The ease was not over in the district court. Damages remained to be assessed against Waymire on the default judgment. But the district court entered a final judgment under Fed.R.Civ.P. 54(b) in favor of the Town, and it is from that judgment that West appeals. Since West’s federal claim against Waymire remained pending in the district court, the judge’s action in relinquishing jurisdiction over the supplemental state-law claim was premature. But as the plaintiff is not complaining about the dismissal, we shall treat it as voluntary on her part and let it stand. The judge later entered judgment against Waymire for $600,000; we do not know how much if any of this judgment the plaintiff has been able to collect.
The facts, at least when viewed as favorably to the plaintiff as the record will permit, as we are obliged to do when summary judgment is granted for the defendant, reveal a pattern of official irresponsibility. Waymire was hired in 1991 to be only the third full-time police officer in the town (Frankton has a population of only 2,000), one of the other full-time officers being the chief of police, Calvin Pulley. Waymire was hired after a brief and superficial interview. He had no background as a police officer (though he had studied criminal justice in college); yet he was given only four weeks of police training, and it did not touch on the proper treatment of juveniles encountered in the course of a police officer’s work; the Frankton police department had formulated no procedures for this delicate aspect of police work. Nor, after he was hired, did the department, which is to say the chief, supervise Waymire or the other line officer, David Huffman— with whom Waymire had from the start poor relations. Huffman seems not to have been a star police officer. A petition that he be fired garnered the signatures of 300 Frank-ton residents. The town board’s response was to show the petition to Huffman so he’d know whose names were on it. He was, however, reprimanded for using baby talk in his log sheet (“I helped a little bitty baby rabbit because a big, bad, mean car ran over it”).
Waymire correctly believed that being a Frankton police officer would provide him with opportunities for extramarital sex. He had heard that police officers had been known to engage in sexual intercourse in the Frankton police station and that a “first of
Another series of acts by Waymire before his molesting of Amanda West did give rise to a complaint. Evelyn Burger (Evelyn Harmon during the relevant period) was afraid of her ex-husband, who had just been released from prison. So she asked Waymire to escort her home, which he did — but as he left, he said, “Come here____ I’d like to Mss you---- Come on baby, I’ve got a hard on.” She refused to let him Mss her. On another occasion Waymire was in the store where Burger worked. Her daughter, a 13 year old, was there too. Waymire remarked that “no 13 year old looks that good in a pair of jeans,” and he asked the girl whether she’d “like to baby-sit my Mds or me.” Officer Huffman learned about these incidents and told Chief Pulley, who told Huffman to speak with Burger. He did so. Later, Pulley, Huffman, and another Waymire — Brad’s cousin Myron, who happened to be the president of the town board and who had originally recommended that the police department hire Brad — interviewed Burger at her place of work. (Only minutes before, Brad Way-mire had begged her not to complain about him.) The cousin thought her allegations no big deal. The chief decided to drop the investigation because Burger had not filed a written complaint — though she hadn’t been told that a written complaint was necessary and had told the cMef and his compamons that she was scared to sign anything. She “didn’t want to be bothered by cops,” and believed that Brad’s cousin, being on the town board, would protect him.

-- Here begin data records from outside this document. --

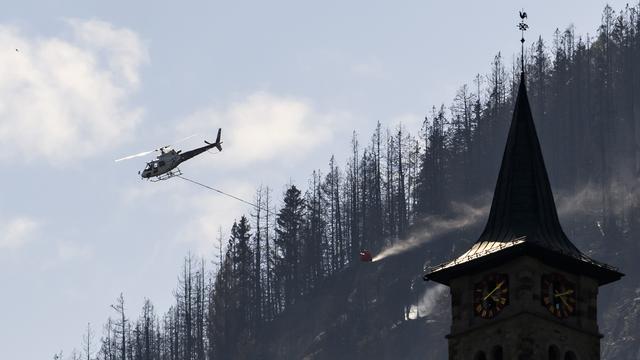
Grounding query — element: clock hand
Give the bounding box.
[482,280,504,301]
[553,290,573,307]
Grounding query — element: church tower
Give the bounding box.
[425,73,623,360]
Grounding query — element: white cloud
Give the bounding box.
[179,92,348,166]
[56,241,93,262]
[0,217,39,249]
[351,57,389,79]
[0,20,147,165]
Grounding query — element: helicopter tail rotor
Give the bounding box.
[204,129,222,151]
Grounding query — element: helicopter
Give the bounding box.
[116,129,222,182]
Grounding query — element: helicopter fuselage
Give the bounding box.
[140,150,182,179]
[140,141,222,180]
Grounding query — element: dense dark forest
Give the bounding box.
[62,4,640,360]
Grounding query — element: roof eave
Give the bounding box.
[424,243,624,286]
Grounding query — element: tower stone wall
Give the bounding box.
[447,256,601,360]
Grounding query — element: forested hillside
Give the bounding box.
[65,4,640,360]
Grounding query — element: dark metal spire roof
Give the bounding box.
[425,73,622,284]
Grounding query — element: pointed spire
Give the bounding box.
[425,72,622,284]
[478,73,580,255]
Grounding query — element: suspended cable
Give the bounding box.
[176,175,271,213]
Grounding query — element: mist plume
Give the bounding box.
[373,202,489,261]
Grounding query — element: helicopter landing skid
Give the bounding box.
[149,168,182,182]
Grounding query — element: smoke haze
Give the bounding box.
[373,203,489,261]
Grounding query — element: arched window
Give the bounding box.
[491,345,503,360]
[473,351,487,360]
[564,351,578,360]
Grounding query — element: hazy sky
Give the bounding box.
[0,0,626,360]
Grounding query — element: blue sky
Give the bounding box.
[0,0,625,360]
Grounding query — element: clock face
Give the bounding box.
[473,273,509,319]
[541,273,576,319]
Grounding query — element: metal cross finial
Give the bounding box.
[518,9,529,73]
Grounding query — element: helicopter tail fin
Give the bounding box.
[204,129,222,151]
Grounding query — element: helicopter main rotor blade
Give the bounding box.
[172,134,198,145]
[115,134,198,162]
[115,150,156,162]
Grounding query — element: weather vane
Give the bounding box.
[518,9,529,73]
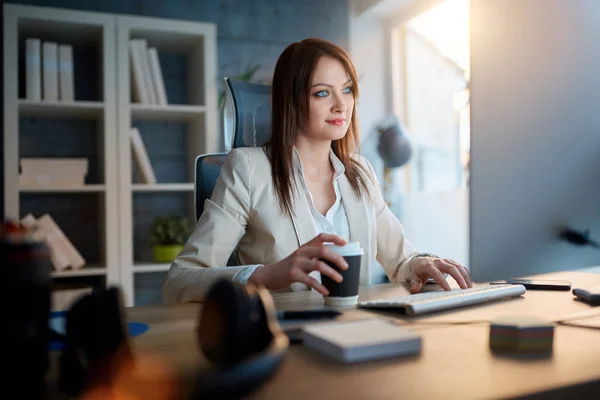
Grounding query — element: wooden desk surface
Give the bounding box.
[128,272,600,399]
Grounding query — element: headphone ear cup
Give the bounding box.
[59,288,132,396]
[197,280,252,367]
[191,281,289,399]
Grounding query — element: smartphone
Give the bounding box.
[490,279,571,290]
[573,286,600,306]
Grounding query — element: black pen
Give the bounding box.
[277,310,342,320]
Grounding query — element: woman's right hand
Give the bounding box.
[248,233,348,296]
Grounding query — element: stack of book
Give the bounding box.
[129,127,156,183]
[19,158,88,188]
[21,214,85,271]
[129,39,167,105]
[25,38,75,101]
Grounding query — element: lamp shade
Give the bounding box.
[377,118,412,168]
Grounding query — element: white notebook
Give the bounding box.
[303,319,421,363]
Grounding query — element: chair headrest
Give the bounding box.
[223,77,271,150]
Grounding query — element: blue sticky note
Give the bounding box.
[49,311,149,350]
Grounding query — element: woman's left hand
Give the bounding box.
[410,257,473,294]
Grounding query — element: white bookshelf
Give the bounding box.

In March of 1993, about midway in Way-mire’s course of molesting Amanda, he had the effrontery to request an executive meeting of the town board to enable him to clear himself of allegations that he claimed were ruimng Ms reputation. The reference was to the Burger incidents; and at the hearing he pointed out, apparently alluding to Ms remarks to her daughter, that it was rumored that he was “messing around with 13 year old girls.” Huffman attended the meeting also. The Burger incidents were ventilated, but there was no reference to any misconduct with minors and the board members formed the impression that the root problem was bad blood between Waymire and Huffman and that the solution was for the two of them to work out their differences between themselves.
Here is how the molestation of Amanda West occurred. Frankton had a curfew, wMch Amanda, a disturbed child from a disordered home, regularly violated. Often when this happened Waymire would give her a ride home. Their conversations during these late-mght rides soon took a sexual turn, and Waymire would sometimes fondle her breasts and buttocks. Once he took her to the police station on the pretext of giving her a breathalyzer test, and at the station forced her to undress and to perform fellatio on him. Eventually her mother discovered what was going on and reported it to CMef Pulley, who, this time not insisting on a written complaint, referred the matter to the county sheriff. The sheriff conducted an investigation that led to the successful prosecution of Waymire.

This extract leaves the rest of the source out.